Arbeitsgruppen treffen sich im Mai. Bundesjustizministerin Sabine Leutheusser-Schnarrenberger: “Wir fangen nicht bei null an.“
Berlin. Stephan Ackermann hat seit ein paar Wochen einen Nebenjob, um den ihn niemand beneidet. Der Bischof von Trier ist seit dem 25. Februar "Missbrauchsbeauftragter" der Deutschen Bischofskonferenz und als solcher an vorderster Front für das große Saubermachen zuständig, das Deutschlands Katholiken angesichts der nicht abreißenden Schreckensmeldungen von ihrer Kirche erwarten. Und selbstverständlich ist Ackermann auch aufgefordert worden, an dem runden Tisch teilzunehmen, den die Bundesregierung deshalb eingerichtet hat. Nach der dreistündigen Auftaktsitzung, die am Freitag in Berlin stattfand, wirkte Ackermann sichtlich erleichtert. "Es gab überhaupt keinen anklagenden Ton gegenüber der katholischen Kirche", berichtete der 47-Jährige anschließend. Im Gegenteil. Die Atmosphäre sei "sehr respektvoll" und konstruktiv gewesen. Die Teilnehmer repräsentierten viel Sachverstand und Erfahrung und hätten allesamt ihren guten Willen zur Zusammenarbeit bekundet.
Tatsächlich setzt sich das insgesamt 60-köpfige Gremium aus Bundes- und Landespolitikern, Vertretern der Kirchen, der Schulen, der Ärzteschaft und zahlreichen Verbänden zusammen. Sogar die Bundesschülerkonferenz und der Deutsche Olympische Sportbund wurden dazu gebeten.

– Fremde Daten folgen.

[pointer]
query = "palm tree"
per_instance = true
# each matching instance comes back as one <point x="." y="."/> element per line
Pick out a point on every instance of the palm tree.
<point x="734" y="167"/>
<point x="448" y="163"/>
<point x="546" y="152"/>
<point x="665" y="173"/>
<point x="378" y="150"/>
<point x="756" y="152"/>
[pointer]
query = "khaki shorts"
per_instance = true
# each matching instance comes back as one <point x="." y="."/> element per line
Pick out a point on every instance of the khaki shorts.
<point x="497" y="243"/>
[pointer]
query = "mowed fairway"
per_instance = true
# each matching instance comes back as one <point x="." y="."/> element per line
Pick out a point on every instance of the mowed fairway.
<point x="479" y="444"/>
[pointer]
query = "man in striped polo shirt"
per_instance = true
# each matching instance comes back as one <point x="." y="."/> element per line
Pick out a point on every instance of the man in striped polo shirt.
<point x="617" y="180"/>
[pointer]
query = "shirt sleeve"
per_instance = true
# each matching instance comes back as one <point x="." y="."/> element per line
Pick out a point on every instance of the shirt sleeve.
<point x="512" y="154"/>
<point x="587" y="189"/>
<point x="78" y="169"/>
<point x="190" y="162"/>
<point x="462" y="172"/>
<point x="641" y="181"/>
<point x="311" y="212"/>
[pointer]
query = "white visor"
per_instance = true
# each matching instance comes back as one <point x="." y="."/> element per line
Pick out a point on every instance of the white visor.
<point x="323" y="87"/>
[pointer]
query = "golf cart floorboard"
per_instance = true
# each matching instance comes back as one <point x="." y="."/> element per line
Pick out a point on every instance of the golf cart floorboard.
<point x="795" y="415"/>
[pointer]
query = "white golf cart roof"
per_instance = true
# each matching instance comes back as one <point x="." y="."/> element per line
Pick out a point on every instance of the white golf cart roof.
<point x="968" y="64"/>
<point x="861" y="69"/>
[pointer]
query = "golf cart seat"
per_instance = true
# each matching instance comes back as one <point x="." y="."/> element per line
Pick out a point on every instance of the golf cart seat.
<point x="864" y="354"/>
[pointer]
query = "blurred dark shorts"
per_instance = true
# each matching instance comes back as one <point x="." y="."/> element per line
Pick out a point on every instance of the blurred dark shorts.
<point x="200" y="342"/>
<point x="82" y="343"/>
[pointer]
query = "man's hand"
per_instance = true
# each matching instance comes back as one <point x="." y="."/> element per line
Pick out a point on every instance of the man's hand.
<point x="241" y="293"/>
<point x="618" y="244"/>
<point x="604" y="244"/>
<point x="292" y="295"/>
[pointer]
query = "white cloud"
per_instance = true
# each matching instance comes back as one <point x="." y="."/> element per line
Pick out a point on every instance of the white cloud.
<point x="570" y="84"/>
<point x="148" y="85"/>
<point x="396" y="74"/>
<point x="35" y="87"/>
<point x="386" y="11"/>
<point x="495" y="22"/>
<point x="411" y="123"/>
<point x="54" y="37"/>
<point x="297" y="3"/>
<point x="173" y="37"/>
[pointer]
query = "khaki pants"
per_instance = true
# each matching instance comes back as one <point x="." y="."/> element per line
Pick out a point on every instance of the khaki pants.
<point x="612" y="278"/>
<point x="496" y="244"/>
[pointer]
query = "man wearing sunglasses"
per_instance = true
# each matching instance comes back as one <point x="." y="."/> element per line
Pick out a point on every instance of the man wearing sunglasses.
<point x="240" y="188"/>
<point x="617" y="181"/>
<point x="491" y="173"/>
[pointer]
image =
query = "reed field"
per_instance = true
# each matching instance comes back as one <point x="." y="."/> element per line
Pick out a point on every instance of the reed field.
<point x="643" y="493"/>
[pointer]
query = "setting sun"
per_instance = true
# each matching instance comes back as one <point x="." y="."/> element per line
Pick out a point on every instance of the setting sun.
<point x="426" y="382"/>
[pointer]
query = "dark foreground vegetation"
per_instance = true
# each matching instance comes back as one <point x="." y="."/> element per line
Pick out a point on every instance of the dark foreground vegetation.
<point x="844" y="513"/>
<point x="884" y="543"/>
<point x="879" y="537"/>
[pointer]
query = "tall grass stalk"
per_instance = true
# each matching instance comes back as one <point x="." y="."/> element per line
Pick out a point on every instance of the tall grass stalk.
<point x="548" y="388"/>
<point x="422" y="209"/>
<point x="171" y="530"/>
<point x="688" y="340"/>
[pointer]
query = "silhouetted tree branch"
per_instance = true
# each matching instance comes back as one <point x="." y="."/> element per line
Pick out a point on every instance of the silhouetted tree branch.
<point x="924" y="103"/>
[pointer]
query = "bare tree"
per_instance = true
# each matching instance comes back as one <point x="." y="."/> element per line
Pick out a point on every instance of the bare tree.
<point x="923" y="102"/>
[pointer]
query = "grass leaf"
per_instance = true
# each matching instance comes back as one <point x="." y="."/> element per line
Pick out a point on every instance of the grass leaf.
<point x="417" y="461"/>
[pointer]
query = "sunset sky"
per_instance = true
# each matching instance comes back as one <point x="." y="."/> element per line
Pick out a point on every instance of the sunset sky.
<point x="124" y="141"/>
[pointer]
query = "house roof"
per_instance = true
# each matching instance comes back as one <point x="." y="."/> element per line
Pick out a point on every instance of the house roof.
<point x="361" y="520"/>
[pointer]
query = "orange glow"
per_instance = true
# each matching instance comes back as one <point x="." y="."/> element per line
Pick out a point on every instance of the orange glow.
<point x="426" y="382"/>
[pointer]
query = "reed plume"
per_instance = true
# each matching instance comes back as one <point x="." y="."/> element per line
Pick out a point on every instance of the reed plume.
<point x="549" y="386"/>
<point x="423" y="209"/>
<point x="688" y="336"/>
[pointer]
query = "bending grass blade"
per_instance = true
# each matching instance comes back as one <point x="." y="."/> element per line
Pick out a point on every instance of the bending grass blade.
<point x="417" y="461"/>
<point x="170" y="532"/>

Unmittelbar vor Beginn der Sitzung hatte die Beauftragte der Bundesregierung, die frühere Bundesfamilienministerin Christine Bergmann, den Druck auf die Teilnehmer erhöht. Es dürfe nicht nur um Vergangenheitsbewältigung gehen, hatte die SPD-Politikerin der "Berliner Zeitung" gesagt. "Es geht auch darum, zu sagen, was passiert eigentlich heute? Wo braucht es mehr Fortbildung, mehr Beratung, mehr Angebote?" Zum Nulltarif gebe es das gewiss nicht. Bergmann fügte hinzu, dass sie von der Runde finanzielle Zusagen erwarte. "Und zwar verbindlich und nicht nur für das nächste Haushaltsjahr." Auch mit materiellen Entschädigungen für die Betroffenen müsse man sich befassen. Dabei gehe es nicht nur um Geldzahlungen, sondern auch um konkrete Hilfen wie Psychotherapien.
Die drei Bundesministerinnen, die den runden Tisch leiten, sahen das gestern etwas anders. Sie erklärten, das Thema Entschädigung stehe nicht im Vordergrund, "sei aber auf dem Tisch". Bei diesem ersten Treffen sei den Experten vor allem klar geworden, dass es den Opfern zunächst darauf ankomme, dass das ihnen widerfahrene Unrecht gesellschaftlich anerkannt werde.
Bundesfamilienministerin Kristina Schröder (CDU) regte deshalb als erste Maßnahme eine verbindliche Selbstverpflichtung für kirchliche und staatliche pädagogische Einrichtungen an. Zudem soll es außer den Arbeitsgruppen zu Aufarbeitung und Rechtsfragen sowie zur Prävention eine dritte Arbeitsgruppe geben. Diese soll sich vor allem damit befassen, wie Mediziner und Pädagogen besser ausgebildet werden können, um sexuellen Missbrauch zu erkennen und zu verhindern. Dabei könne man auf die bereits geleistete Arbeit etwa der Opferverbände zurückgreifen. "Wir fangen nicht bei null an", so die Ministerin.
Bundesjustizministerin Sabine Leutheusser-Schnarrenberger (FDP) warnte davor, in der Missbrauchsdebatte das Strafrecht überzubewerten. Es könne in der Regel nicht das erfüllen, was sich Opfer davon oft versprächen. Auch gegenüber einer automatischen Anzeigepflicht bei Missbrauchsverdacht äußerte Leutheusser-Schnarrenberger sich skeptisch. Sie sei dann ein Problem, wenn die Opfer keine polizeilichen Ermittlungen wollten. Die von Bundesbildungsministerin Annette Schavan (CDU) geleitete Arbeitsgruppe soll sich mit der Erforschung von pädosexuellem Verhalten und möglichen Therapien befassen.
Alle Arbeitsgruppen werden nach Angaben der Ministerinnen im Mai zum ersten Mal zusammenkommen. Das nächste Treffen für den runden Tisch wurde für September anberaumt. Ende des Jahres soll ein erster Zwischenbericht vorliegen.